何笙簫熱絡地趕上兩步,對嚴老九說道:「嚴老闆,楊總已經等候多時了。」

嚴老九微微眯著眼,眼裡射出兩道寒光,道:「何先生,上次列車上一別,好久不見!」

何笙簫對嚴老九的冷嘲熱諷毫無反應,笑著說道:「那是一場誤會,具體的情況,我們上樓再說,到時候一定給嚴老闆一個合理的解釋。」

何笙簫伸出手掌,想要跟嚴老九握手,嚴老九卻視若無睹,毫不客氣地徑直繞過他。何笙簫輕輕笑笑,不以為意。「嚴老闆,這邊請!」

何笙簫言語間看似謙卑不已,實則舉止間表現得不卑不亢,既不會讓人覺得強硬,也讓人無法看輕,分寸拿捏得恰到好處。

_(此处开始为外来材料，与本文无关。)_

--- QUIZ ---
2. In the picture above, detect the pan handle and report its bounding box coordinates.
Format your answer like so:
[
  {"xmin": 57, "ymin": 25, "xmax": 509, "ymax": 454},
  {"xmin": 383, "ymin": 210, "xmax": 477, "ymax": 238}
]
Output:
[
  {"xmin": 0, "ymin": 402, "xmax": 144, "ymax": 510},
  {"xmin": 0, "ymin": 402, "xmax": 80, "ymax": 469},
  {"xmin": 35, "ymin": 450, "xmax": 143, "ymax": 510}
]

兩人坐上電梯,嚴老九隨身攜帶的侍從剛想跟進去,卻被何笙簫攔了下來。

嚴老九面色不善。「怕我帶人鬧事?」

「嚴老闆誤會了,楊總只想見您一個人,而且談話內容不方便被其他人知曉,請見諒!」

嚴老九一言不發,對著手下襬擺手,手下們便悄無聲息地退出大廈,整整齊齊地在外面排成一排,氣勢驚人。

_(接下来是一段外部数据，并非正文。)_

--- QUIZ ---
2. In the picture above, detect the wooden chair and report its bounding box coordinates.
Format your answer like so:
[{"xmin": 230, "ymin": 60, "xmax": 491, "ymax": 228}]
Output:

「現在可以了嗎?」他雖刻意隱藏,眉宇間得意的神采卻無意流出。

「當然。」

電梯門關閉,兩人順著電梯扶搖直上,到了三十四層才緩緩停下。

「這邊請!」

嚴老九順著何笙簫的指引,走過一條長廊,長廊的地上鋪著一層紅色碎花地毯,腳下鬆軟,材質實屬上等,牆壁兩旁隨意掛著米勒、盧梭等畫家的畫作,任意一幅畫都可換一棟別墅,排場倒真是不小。

他在心裡冷哼一聲,想著楊天霖也不過是個暴發戶而已。

何笙簫推開一扇大門,楊天霖偌大的辦公室便出現在嚴老九眼前,雖然裝修豪華,但同走廊上掛著的畫相比,也沒什麼出彩的地方。嚴老九對楊天霖聞名已久,終於可以看看這個將他玩弄於股掌之中的奇才到底是何方神聖。

當他真正見到楊天霖的時候,卻止不住有些失望。

那是個相貌平常的年輕男人,就是大街上隨處可見的男人模樣,平凡的面容,平凡的髮型,唯一不平凡的就是他殘疾的身份。他坐在輪椅上,耳朵上還戴著一枚助聽器,此刻正微笑注視著嚴老九的方向。

楊天霖手指操控著輪椅移動,指著一張沙發,用手指按著喉嚨的位置,發出類似機器一般,毫無情感的聲音。

「請坐!」

何笙簫看出嚴老九的震驚,笑著解釋說:「楊總腿腳不便,而且先天失聰,嗓子也因為一場大病毀了大半,只能靠機器幫忙發聲,請不要見怪!」

嚴老九稍微平復了下震驚的心情,對著楊天霖說道:「我們終於見面了!」

楊天霖機械地回答道:「多虧嚴老闆的配合,我的專案才會進展得那麼順利。相信你現在心裡一定有許多疑問,但我時間有限,只能回答你三個問題。」

嚴老九冷哼一聲,從他毫無情感的聲音中讀出對自己的蔑視,竟敢全然不將自己放在眼裡。

「好大的架子,這裡不是新加坡,難道你不懂強龍不壓地頭蛇的道理?」

「我明白,還剩兩個問題。」

嚴老九眼睛微微眯起,摸不透他的用意,看著他如此有恃無恐的模樣,嚴老九也不敢託大,整理了一下思路後,問道:「我想知道列車上發生的事情,是誰殺了李山?」

楊天霖看了何笙簫一眼,何笙簫會意地點點頭,踏上前一步,對著嚴老九說道:「這件事情我可以保證跟我們沒有任何關係,是兇手盜用了我的身份資訊來跟你見面,事先我們毫不知情。但這件事情是因我而起,我會負責到底,現在真兇已經得到了應有的懲罰,嚴老闆請放心。」